Re: large page patch

From: William Lee Irwin III (
Date: Thu Aug 01 2002 - 22:47:01 EST

On Thu, Aug 01, 2002 at 05:37:46PM -0700, Andrew Morton wrote:
> This is a large-page support patch from Rohit Seth, forwarded
> with his permission (thanks!).

Overall, the code looks very clean.

(1) So there are now 4 of these things. How do they compare to each
        other? Where are the comparison benchmarks? How do their
        features compare? Which one(s) do users want?

(2) The allocation policies for pagetables mapping the things may as
        well do some kind of lookup, sharing, and cacheing; it's likely
        a significant number of the users of the shm segment will be
        mapping them more or less the same way given database usage
        patterns. It's not a significant amount of space, but kernels
        should be frugal about space, and with many tasks as is typical
        of databases, the savings may well add up to a small but
        respectable chunk of ZONE_NORMAL.

(3) As long as the interface is explicit, it might as well drop flags
        into shm and mmap. There isn't even C library support for these
        things as they are... time to int $0x80 again so I can test.
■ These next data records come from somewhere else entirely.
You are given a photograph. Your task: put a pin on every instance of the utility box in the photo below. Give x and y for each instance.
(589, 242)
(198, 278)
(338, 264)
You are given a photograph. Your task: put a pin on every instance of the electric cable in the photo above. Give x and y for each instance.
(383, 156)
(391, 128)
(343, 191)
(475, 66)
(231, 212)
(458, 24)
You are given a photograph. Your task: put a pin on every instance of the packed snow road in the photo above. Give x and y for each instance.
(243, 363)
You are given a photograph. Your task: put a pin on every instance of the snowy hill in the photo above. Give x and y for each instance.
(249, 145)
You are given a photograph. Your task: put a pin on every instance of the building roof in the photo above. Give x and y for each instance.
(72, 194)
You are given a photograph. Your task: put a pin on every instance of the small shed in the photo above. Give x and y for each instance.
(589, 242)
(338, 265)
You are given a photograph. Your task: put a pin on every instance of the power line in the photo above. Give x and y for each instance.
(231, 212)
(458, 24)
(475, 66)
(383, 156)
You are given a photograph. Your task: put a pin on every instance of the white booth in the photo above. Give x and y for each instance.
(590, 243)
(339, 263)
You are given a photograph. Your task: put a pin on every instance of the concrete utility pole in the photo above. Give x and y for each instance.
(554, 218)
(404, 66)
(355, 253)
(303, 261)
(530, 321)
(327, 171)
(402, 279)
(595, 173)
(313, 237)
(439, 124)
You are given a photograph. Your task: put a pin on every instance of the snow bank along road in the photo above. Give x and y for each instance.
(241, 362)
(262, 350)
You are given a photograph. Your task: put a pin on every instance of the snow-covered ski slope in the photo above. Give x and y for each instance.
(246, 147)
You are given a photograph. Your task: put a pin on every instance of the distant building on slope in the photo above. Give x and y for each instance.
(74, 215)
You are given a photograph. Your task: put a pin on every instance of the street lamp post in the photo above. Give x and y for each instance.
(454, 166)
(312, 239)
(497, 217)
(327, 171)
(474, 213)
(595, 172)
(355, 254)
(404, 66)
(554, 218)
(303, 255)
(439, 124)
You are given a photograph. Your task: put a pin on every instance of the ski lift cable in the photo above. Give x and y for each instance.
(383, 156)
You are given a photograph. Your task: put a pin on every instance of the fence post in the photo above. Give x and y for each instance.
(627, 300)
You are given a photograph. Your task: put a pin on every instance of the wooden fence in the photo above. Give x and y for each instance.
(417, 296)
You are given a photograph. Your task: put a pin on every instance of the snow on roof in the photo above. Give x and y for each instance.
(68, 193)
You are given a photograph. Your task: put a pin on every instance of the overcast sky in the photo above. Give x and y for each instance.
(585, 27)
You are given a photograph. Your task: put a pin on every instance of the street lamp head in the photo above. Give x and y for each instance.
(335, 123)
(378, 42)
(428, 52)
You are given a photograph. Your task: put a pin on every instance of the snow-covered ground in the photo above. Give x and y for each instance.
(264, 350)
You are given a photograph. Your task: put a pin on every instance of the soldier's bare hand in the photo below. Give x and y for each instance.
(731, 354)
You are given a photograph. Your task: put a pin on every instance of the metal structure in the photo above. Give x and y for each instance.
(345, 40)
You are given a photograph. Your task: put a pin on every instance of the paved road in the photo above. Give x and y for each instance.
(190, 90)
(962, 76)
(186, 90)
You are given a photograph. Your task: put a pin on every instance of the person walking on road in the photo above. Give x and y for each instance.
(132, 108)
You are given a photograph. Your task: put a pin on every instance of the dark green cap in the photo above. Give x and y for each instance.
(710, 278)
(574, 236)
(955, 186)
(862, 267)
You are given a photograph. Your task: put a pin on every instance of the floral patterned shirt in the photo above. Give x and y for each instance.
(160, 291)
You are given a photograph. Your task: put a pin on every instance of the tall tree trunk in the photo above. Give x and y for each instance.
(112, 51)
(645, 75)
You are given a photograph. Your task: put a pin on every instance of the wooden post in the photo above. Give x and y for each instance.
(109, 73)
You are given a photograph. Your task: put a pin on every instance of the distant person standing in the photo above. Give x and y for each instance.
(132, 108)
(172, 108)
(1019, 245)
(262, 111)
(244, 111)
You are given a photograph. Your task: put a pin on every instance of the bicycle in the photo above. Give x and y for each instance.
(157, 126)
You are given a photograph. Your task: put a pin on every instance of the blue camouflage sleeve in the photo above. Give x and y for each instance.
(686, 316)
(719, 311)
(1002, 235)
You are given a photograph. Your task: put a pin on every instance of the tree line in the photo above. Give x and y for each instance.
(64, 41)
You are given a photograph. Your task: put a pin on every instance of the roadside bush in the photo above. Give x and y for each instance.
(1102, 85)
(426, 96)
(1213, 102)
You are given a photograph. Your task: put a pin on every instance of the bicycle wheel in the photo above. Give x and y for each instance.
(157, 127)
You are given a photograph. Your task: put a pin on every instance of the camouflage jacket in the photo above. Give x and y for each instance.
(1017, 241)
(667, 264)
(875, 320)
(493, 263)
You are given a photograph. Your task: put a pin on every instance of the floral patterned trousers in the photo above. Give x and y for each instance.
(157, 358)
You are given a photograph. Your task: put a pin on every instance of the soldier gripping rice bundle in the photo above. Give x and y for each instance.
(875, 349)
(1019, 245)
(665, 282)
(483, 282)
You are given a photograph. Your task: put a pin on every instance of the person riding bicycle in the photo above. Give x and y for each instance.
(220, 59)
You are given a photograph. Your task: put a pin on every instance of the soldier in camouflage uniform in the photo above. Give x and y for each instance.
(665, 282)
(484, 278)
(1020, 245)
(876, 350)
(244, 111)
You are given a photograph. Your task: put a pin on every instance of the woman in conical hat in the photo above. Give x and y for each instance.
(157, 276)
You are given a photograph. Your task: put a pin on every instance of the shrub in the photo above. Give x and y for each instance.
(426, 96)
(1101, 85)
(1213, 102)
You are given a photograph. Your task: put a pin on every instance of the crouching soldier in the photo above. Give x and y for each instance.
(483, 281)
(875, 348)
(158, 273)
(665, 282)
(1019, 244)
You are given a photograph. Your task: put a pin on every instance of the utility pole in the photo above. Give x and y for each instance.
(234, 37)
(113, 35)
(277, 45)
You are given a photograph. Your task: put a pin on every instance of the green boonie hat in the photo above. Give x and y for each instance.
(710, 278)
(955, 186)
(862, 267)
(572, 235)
(4) Requiring app awareness of page alignment looks like an irritating
        porting issue, which doesn't sound as trivial as it would
        otherwise be in already extremely cramped 32-bit virtual
        address spaces.

(5) What's in it for the average user? It's doubtful GNOME will be
        registering memory blocks with these syscalls anytime soon.
        Granted, the opportunities for reducing TLB load this way
        are small on desktop systems, but it doesn't feel quite
        right to just throw mappings of magic physical memory into the
        hands of a few enlightened apps on machines with memory to burn
        and leave all others in the cold.
        By several accounts "scalability" is defined as "performing as
        well on large machines as it does on small ones" ... but this
        seems to be a method of circumventing the kernel's own memory
        management as opposed to a method of improving it in all cases.

(6) As far as reconfiguring, I'm slightly concerned about the robustness
        of change_large_page_mem_size() in terms of how likely it is to
        succeed. Some on-demand defragmentation looks like it should be
        implemented to make it more reliable (now possible thanks to
        rmap). In general, the sysctl seems to lack some adaptivity.
        Granting root privileges to the workload vs. perpetual
        monitoring to find the ideal pool size sounds like a headache.

(7) I'm a little worried by the following:

zone(0): 4096 pages.
zone(1): 225280 pages.
BUG: wrong zone alignment, it will crash
zone(2): 3964928 pages.

My machine doesn't seem to care, but others' might.